Uncle Allen said what I was thinking. “Not necessarily.” He narrowed his eyes at her. “You have more buttons than anyone else for miles around.”

I was going to have to keep Edna out of jail, too?

Opal’s car pulled up beside the porch steps. Naomi grabbed Edna’s arm. “C’mon. We’re late.”

“For what?” Edna asked, for once not cluing in to hints from her friends.

Haylee answered, “Beauty sleep.”

Edna made a rude snorting noise, but she came along.

The puddles in the parking lot had grown and deepened. Was Blueberry Cottage really in danger?

Edna hadn’t missed everything. As soon as we were all in the car, she asked, “What’s up?”

Naomi leaned forward on her tenuous perch between Haylee and me. “Sandbags. We all have fabrics we can spare. And more than enough sewing machines to go around. We’ll make sandbags, fill them at the beach, and place them around Willow’s cottage.”

“Don’t be silly,” I said. “The river must have flooded lots of times during the past eighty years. That cottage stood its ground.”

Haylee peeked around Naomi at me. “Never argue with The Three Weird Mothers. It would be like arguing with the river. If they decide to do something, they’re going to do it, no matter what.”

“They haven’t decided,” I countered. “And they’re not about to. We’d be up all night, and Sundays are busy in Threadville.”

“Yes, we have decided,” Edna declared. “Haven’t we, girls.”

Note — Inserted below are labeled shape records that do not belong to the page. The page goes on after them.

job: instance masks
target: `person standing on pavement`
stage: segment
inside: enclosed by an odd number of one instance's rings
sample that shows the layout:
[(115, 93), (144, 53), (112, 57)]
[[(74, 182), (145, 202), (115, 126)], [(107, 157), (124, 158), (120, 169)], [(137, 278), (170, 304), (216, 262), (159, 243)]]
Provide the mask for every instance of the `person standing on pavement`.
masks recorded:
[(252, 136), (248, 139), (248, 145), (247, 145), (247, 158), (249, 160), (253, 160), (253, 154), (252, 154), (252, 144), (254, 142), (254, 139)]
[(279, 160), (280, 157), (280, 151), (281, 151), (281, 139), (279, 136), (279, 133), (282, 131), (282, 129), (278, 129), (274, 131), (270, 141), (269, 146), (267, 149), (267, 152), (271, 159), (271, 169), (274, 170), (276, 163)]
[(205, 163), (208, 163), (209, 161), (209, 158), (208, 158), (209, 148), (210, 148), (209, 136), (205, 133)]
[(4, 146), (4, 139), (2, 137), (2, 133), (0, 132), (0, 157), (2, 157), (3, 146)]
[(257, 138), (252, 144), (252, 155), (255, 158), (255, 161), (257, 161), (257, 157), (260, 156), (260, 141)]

Opal’s windshield wipers zipped back and forth, with limited success. She strained forward. “We can sew all night.”

“We’ve done it lots of times,” Naomi agreed. “We love sewing.”

“Not
sand
bags,” I scoffed. “Where’s the fun in that?”

“Where’s the fun in watching your darling little cottage drift down the river?” Edna asked sweetly. “I’m sure we all have fabrics in our stashes that we’d be glad to donate. These will be the prettiest sandbags ever.”